Особенность этого стиля составляет, в частности, то, что он не застревает на возвышенном: достигнув его на момент, чувство мягко разряжается, поворачивая в сторону шутливого, делового, интимно-человеческого или бытового. Вот один из многих примеров такого "снимания" патетики.

Слова Джордана "это как с флагом" вызывают реплику Пилар: "Я и над флагом могу пошутить. Чей бы он ни был, — засмеялась женщина. — По-моему над всем можно шутить". Тут сложный психологический ход.
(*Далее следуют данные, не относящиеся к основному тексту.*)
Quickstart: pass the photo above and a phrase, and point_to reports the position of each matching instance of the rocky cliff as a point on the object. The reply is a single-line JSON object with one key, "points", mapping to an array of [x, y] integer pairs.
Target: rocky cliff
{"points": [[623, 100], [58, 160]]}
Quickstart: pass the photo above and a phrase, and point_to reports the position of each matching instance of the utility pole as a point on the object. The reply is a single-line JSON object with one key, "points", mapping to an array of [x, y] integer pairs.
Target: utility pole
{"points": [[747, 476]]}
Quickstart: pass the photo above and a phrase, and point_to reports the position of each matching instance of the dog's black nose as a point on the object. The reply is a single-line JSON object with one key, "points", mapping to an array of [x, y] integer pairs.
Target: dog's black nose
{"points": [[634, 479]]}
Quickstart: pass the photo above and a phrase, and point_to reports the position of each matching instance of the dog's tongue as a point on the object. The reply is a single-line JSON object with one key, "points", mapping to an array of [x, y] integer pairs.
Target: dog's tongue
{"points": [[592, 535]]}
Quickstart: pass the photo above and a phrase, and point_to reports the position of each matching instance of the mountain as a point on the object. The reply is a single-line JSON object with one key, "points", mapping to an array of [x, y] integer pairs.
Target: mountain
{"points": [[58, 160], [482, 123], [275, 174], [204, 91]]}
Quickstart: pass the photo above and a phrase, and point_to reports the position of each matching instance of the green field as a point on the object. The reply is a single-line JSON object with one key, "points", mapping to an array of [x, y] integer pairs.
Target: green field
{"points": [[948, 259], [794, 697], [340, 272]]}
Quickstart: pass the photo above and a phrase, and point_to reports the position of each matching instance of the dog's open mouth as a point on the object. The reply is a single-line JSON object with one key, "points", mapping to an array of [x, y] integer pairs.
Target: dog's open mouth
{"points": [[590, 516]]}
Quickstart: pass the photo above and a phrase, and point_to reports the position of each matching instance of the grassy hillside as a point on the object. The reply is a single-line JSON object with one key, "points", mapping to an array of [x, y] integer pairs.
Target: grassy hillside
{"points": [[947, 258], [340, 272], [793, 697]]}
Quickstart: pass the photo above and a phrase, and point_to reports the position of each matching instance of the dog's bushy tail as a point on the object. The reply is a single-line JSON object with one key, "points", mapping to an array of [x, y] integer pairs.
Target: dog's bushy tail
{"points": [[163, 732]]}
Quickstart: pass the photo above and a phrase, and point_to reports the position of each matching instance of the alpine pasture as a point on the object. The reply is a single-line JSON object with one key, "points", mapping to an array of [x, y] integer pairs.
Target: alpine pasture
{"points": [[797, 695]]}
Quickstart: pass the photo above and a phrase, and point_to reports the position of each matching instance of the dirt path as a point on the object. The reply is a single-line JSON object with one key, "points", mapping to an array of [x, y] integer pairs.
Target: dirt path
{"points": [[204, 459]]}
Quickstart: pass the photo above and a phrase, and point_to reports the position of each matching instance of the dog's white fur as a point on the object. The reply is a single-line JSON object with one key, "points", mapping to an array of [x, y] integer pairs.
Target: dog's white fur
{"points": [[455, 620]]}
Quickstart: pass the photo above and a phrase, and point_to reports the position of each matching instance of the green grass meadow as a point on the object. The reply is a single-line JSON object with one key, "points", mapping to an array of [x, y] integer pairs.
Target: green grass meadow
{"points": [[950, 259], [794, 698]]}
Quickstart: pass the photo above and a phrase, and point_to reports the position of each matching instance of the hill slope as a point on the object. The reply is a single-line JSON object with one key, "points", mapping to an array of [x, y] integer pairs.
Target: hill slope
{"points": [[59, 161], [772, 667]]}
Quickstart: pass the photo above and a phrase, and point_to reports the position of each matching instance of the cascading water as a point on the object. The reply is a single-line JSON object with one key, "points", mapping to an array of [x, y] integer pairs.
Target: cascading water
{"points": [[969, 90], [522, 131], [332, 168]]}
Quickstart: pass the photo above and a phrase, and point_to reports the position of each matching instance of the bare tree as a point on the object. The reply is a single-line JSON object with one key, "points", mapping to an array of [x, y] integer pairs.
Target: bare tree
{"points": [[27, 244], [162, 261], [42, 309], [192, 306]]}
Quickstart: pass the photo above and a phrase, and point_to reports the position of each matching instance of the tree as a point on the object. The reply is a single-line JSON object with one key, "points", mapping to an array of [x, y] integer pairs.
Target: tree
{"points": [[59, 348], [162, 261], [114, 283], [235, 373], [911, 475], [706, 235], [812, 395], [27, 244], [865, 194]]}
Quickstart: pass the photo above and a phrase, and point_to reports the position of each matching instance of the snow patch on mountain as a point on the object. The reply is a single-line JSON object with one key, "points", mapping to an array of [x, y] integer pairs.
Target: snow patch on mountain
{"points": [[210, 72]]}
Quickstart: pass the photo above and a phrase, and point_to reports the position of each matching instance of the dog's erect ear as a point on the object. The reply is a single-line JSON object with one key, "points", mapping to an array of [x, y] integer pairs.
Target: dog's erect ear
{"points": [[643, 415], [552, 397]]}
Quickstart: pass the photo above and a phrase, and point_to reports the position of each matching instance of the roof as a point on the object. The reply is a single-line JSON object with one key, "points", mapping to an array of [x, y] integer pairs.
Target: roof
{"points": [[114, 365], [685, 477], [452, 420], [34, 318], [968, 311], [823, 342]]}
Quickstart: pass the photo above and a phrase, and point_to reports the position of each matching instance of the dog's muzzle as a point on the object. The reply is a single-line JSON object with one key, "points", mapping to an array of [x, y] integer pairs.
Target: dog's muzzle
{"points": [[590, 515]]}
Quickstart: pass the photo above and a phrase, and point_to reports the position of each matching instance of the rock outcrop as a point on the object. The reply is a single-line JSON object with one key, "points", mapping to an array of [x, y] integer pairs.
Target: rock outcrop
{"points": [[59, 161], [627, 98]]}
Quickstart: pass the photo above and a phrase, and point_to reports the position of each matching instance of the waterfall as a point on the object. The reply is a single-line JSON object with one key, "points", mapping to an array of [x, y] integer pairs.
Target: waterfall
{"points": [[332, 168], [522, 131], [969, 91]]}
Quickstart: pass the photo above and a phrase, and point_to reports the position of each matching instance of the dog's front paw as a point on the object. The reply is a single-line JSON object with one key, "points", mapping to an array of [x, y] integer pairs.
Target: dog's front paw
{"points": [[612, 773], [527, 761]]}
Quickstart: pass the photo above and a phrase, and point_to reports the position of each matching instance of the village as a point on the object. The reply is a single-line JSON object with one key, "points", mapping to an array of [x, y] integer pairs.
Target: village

Партизаны испытывают Джордана, им нужно знать, насколько крепка его решимость, они хотят почувствовать, как их вера в Республику сливается с его верой. Джордан же сознает, что каждым своим словом он берет священное обязательство перед людьми, которых должен вести на дело, ему самому представляющееся невыполнимым. А Пилар, снимая напряженную торжественность разговора, этим как бы сообщает Джордану: мы полагаемся на тебя, чувствуем, что у тебя внутри, и нам больше не требуются уверения. И кроме того, в реакции Пилар сказывается то, что можно было бы назвать стыдливостью в пафосе, подобно тому как бывает стыдливость в любви. Сдержанность возникает именно потому, что речь идет о наиболее важном. Пафос, как истинная страсть, находится внутри, сливаясь со всем, что есть в душе. Это не отдельное или рассудочное, что можно исчерпать, назвав его. Слово позволяет лишь соприкоснуться с огромным, лежащим в глубине.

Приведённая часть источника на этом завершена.